Richtlinien zur Sicherung und Nutzung der Ordensarchive

Die Arbeitsgemeinschaft der Ordensarchive hat Richtlinien für die Ordensarchive erstellt und bei der Herbsttagung der Ordensgemeinschaften im Herbst 2005 präsentiert. Sie sind in den „Ordensnachrichten“ 2/2006 veröffentlicht.

Die Richtlinien sind eine Richtschnur, die Orientierung bei der Gestaltung des Archivwesens einer Ordensgemeinschaft bietet. Die Superiorenkonferenz der männlichen Ordensgemeinschaften und die Vereinigung der Frauenorden empfehlen den Ordensgemeinschaften die Umsetzung der Richtlinien in eigenen Archivordnungen.

Im Rahmen der Tagung zu „50 Jahre Superiorenkonferenz“ hat Stephan Haering OSB, Professor für Kirchenrecht an der Universität München, die kanonischen Vorschriften über das kirchliche Archivwesen erläutert und dabei auch die Richtlinien für die Ordensarchive erklärt. Sein Vortrag ist in den „Ordensnachrichten“ 5-6/2009 veröffentlicht.
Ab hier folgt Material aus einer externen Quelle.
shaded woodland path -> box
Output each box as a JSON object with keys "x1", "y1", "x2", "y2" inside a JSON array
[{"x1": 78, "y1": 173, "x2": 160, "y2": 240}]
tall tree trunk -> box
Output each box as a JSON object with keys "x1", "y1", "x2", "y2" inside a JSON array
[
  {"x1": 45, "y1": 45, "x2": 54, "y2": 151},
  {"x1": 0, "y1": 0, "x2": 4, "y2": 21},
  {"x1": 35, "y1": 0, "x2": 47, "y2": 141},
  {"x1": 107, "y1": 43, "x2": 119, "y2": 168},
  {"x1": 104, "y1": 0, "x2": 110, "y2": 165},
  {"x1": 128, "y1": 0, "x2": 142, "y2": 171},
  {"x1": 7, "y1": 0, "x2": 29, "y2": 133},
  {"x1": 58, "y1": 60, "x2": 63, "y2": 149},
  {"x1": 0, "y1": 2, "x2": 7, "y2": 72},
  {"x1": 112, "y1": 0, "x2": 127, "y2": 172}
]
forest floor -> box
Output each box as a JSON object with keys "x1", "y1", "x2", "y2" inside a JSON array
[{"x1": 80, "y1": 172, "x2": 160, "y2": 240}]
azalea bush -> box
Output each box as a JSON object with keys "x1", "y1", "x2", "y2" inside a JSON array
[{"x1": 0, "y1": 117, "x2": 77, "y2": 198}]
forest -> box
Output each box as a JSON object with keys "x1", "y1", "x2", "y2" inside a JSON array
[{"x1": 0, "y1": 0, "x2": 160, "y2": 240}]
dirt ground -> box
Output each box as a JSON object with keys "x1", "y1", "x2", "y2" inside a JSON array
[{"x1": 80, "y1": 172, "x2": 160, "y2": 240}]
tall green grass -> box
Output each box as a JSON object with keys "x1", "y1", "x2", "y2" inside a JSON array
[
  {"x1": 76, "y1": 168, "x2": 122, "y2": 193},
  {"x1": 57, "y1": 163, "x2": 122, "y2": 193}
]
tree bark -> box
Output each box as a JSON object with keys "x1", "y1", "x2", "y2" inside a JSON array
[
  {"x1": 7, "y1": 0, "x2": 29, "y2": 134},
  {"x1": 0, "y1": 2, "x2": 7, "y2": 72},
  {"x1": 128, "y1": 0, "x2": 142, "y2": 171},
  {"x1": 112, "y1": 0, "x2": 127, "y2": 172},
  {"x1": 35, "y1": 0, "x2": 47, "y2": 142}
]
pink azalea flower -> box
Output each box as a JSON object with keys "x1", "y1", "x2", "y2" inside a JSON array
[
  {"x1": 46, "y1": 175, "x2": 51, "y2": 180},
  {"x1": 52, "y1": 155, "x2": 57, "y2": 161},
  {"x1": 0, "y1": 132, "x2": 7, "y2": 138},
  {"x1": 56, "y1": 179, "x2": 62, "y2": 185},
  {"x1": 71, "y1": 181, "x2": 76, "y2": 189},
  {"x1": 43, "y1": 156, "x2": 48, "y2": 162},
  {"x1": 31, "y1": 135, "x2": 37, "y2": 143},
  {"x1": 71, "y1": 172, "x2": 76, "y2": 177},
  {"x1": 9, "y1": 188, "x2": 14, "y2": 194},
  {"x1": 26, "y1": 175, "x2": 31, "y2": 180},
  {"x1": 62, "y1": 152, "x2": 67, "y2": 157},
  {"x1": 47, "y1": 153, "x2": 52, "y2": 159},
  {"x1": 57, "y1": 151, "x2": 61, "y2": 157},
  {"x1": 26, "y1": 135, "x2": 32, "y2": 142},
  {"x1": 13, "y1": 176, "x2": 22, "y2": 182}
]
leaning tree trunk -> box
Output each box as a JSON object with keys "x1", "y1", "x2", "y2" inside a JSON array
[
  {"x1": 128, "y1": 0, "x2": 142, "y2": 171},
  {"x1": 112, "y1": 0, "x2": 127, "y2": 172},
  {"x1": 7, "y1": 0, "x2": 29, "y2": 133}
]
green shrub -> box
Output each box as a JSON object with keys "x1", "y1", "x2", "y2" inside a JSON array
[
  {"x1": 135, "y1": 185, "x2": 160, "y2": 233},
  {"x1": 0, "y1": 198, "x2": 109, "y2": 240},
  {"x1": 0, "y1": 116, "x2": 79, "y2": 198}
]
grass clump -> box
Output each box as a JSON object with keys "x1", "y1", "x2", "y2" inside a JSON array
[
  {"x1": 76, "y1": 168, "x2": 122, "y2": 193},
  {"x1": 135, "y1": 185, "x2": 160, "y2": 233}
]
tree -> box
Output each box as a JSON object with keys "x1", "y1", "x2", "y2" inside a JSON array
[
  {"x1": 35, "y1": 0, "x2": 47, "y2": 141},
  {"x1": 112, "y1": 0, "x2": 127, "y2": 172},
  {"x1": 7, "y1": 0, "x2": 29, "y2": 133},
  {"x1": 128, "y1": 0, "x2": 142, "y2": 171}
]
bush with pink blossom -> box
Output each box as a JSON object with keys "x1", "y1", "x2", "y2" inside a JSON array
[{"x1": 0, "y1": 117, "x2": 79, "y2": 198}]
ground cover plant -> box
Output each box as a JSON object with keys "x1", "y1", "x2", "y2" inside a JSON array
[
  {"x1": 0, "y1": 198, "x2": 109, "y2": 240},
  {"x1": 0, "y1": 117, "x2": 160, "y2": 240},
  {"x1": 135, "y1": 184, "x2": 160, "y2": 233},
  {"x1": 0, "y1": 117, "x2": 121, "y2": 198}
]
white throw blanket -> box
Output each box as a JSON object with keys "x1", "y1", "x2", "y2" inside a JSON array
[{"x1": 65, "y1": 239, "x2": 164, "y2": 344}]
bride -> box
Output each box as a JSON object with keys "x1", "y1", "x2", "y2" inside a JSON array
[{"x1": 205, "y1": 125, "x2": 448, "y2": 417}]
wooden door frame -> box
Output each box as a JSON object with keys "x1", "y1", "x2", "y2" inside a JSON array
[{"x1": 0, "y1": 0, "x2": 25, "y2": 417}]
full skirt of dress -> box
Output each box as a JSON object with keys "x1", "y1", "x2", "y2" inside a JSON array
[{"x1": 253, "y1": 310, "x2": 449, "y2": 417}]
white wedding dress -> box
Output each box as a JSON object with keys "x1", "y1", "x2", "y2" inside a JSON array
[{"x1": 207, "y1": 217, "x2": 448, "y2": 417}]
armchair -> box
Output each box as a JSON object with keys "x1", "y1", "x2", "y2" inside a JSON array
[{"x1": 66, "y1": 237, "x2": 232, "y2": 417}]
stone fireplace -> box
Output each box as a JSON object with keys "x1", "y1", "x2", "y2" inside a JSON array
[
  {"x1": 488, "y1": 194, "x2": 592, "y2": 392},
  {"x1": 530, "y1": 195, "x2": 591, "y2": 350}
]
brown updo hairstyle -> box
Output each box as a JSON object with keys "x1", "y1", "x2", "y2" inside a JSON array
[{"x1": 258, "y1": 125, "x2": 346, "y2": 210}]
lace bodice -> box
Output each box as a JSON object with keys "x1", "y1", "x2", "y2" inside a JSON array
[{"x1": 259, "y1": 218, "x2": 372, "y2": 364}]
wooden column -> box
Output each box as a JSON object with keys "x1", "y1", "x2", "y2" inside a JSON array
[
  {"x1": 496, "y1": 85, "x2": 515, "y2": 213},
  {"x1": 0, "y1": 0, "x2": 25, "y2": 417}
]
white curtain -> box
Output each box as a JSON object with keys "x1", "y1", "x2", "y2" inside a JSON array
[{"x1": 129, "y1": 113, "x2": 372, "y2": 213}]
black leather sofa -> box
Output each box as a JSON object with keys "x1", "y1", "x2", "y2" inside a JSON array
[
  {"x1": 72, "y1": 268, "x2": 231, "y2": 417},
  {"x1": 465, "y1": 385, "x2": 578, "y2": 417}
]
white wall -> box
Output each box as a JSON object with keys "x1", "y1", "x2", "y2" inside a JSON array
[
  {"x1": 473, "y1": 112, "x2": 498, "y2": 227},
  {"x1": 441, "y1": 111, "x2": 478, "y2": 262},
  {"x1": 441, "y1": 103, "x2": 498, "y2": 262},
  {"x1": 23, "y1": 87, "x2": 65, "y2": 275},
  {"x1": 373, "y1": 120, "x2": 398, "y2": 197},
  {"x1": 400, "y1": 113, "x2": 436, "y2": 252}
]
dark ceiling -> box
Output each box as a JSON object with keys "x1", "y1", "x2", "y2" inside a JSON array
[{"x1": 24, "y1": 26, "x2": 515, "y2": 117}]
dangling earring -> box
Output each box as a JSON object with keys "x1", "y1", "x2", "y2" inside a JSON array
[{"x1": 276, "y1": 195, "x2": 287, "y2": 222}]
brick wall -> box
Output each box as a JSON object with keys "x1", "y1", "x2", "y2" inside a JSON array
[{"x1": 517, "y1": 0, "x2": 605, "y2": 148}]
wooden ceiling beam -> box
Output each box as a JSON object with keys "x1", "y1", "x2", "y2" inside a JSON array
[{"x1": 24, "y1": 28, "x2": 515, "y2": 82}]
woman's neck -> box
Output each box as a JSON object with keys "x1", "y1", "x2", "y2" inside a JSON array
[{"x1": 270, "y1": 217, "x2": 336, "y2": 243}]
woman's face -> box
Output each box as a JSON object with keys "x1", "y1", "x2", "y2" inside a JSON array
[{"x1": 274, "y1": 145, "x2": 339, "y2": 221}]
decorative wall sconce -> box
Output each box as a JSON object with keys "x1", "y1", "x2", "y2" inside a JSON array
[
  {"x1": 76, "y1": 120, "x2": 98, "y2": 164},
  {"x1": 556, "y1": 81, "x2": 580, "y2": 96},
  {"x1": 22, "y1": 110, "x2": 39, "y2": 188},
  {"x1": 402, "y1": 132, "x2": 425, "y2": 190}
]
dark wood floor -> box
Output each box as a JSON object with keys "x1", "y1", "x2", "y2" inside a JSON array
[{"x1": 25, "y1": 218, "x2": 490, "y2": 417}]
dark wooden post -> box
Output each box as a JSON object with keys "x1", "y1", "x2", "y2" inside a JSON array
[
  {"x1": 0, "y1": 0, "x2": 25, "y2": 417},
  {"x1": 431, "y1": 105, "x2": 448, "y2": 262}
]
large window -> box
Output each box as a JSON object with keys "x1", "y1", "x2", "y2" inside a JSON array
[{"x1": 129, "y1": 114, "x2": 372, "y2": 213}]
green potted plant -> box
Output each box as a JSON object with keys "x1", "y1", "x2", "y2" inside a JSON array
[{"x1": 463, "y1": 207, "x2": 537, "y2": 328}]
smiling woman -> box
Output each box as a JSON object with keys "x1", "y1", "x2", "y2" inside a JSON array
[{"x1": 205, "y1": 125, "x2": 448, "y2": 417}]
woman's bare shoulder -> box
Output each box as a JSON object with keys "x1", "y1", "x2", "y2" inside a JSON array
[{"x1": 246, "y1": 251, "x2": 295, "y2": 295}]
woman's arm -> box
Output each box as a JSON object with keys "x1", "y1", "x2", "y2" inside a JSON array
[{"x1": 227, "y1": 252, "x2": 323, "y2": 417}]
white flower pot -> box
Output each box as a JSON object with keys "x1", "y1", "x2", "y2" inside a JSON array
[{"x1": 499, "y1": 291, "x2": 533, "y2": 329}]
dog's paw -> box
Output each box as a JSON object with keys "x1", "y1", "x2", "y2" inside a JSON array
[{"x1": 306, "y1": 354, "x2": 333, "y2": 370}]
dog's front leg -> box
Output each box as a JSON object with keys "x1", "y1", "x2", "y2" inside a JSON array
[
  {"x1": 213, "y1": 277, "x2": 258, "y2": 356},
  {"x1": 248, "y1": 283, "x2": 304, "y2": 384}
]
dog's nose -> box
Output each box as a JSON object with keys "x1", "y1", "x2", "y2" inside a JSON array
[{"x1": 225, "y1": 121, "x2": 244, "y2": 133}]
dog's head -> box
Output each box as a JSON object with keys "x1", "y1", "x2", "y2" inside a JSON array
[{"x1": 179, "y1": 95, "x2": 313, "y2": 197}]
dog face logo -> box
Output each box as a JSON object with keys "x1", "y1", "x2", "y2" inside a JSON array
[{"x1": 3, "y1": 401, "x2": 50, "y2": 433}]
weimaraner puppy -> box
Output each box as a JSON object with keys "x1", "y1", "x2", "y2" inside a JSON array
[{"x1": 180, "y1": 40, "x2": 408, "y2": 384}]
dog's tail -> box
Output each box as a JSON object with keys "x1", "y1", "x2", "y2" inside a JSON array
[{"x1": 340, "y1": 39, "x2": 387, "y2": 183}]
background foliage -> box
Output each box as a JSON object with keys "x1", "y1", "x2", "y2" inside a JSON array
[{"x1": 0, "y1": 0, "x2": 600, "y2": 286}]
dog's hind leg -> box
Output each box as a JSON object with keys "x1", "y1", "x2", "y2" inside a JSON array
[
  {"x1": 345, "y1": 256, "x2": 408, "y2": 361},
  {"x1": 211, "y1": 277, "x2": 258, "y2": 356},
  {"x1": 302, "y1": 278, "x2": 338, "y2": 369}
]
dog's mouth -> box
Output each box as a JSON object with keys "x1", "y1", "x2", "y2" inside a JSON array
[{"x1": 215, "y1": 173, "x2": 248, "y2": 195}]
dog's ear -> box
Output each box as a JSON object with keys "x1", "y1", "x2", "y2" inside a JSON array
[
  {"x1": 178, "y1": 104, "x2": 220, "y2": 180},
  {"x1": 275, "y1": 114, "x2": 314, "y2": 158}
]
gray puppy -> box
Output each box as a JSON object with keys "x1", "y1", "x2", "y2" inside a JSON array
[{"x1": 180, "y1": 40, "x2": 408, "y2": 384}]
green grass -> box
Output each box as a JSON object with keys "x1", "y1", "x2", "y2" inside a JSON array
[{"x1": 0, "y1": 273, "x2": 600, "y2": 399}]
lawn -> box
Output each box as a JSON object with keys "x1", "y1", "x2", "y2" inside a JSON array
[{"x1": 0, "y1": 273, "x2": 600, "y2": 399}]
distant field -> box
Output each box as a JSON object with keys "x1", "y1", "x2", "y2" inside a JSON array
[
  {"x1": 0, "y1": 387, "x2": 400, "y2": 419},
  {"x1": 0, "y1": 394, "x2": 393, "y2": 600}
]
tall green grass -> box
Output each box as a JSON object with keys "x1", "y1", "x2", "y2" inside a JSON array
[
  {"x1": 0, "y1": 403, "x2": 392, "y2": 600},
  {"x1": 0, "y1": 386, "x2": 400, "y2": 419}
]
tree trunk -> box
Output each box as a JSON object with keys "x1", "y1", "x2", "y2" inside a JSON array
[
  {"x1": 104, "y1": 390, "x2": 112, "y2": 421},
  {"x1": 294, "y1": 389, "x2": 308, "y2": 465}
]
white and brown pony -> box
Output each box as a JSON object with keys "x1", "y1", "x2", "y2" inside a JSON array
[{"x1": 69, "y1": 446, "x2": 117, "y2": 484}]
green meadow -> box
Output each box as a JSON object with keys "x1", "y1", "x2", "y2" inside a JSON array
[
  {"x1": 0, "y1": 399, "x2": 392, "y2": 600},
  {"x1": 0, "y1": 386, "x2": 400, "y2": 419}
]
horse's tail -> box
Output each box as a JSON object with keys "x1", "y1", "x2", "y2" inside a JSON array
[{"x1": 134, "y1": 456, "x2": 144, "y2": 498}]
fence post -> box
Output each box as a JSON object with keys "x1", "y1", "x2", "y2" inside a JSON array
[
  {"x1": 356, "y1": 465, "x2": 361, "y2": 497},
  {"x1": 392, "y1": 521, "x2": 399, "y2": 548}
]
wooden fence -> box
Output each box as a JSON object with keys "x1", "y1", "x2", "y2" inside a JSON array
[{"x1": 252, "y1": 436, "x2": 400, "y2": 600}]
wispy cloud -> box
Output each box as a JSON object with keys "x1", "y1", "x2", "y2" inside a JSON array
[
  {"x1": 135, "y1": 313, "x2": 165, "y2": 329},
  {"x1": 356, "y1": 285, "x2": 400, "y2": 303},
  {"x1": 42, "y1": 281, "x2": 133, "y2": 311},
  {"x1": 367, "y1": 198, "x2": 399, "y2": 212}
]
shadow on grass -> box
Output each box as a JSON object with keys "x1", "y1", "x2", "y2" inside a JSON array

Sicherheit in Bibliotheken

Die „Kommission für Theologische Spezialbibliotheken“ der Vereinigung Österreichischer Bibliothekarinnen und Bibliothekare hat in ihrer Sitzung am 6. Mai 2010 in Stift Vorau das Thema Sicherheit behandelt. Zwei Beamte des Referats für Kulturdelikte beim Bundeskriminalamt haben dazu Referate gehalten. Eine Zusammenfassung können Sie hier herunterladen:

Rechtsfragen zu beweglichen Denkmalen

Am 22. November 2010 hat Univ. Prof. Dr. Wolfang Wieshaider vom Institut für Rechtsphilosophie, Religions- und Kulturrecht im Rahmen der Herbsttagung der Ordensgemeinschaften einen Vortrag über die Bestimmungen des Denkmalschutzes betreffend die Kulturgüter, also die „beweglichen Dankmale“,  gehalten und dabei Fragen der Veränderungen von Kulturgütern durch Restaurierungen, rechtliche Aspekte von Transporten und Verlagerungen sowie von Eigentümerwechseln erläutert. Der Vortrag ist eine nützliche Interpretationshilfe zu den Bestimmungen des Österreichischen Denkmalschutzgesetzes.
Der Vortrag ist in den „Ordensnachrichten“ 1/2011, S. 35-41 erschienen.

Isnard Frank-Kolloquium

Anlässlich des 1. Jahrestags seines Todes hat der Wiener Dominikanerkonvent in einem Kolloquium am 12. Oktober 2011 Leben und Werk von P. Isnard Frank OP gewürdigt. Der in Ulm geborene Isnard Wilhem Frank war 1953 in die Süddeutsch-Österreichische Provinz des Dominikanerordens eingetreten. Er hat das traditionsreiche Institut für Österreichische Geschichtsforschung in Wien absolviert und wurde im Jahr 1979 als Professor für Mittlere und Neuere Kirchengeschichte an die Theologische Fakultät der Mainzer Johannes Gutenberg-Universität berufen. 1996 wurde er pensioniert und kehrte zwei Jahre später wieder nach Wien zurück. P. Isnard war nicht nur Ordensarchivar, sondern ein international anerkannter Historiker. Seine Forschungsschwerpunkte lagen in der mittelalterlichen Kirchengeschichte und in der Geschichte der Orden, besonders der Dominikaner. Eines seiner letzten Werke war das „Lexikon des Mönchtums und der Orden“, das 2005 erschienen ist.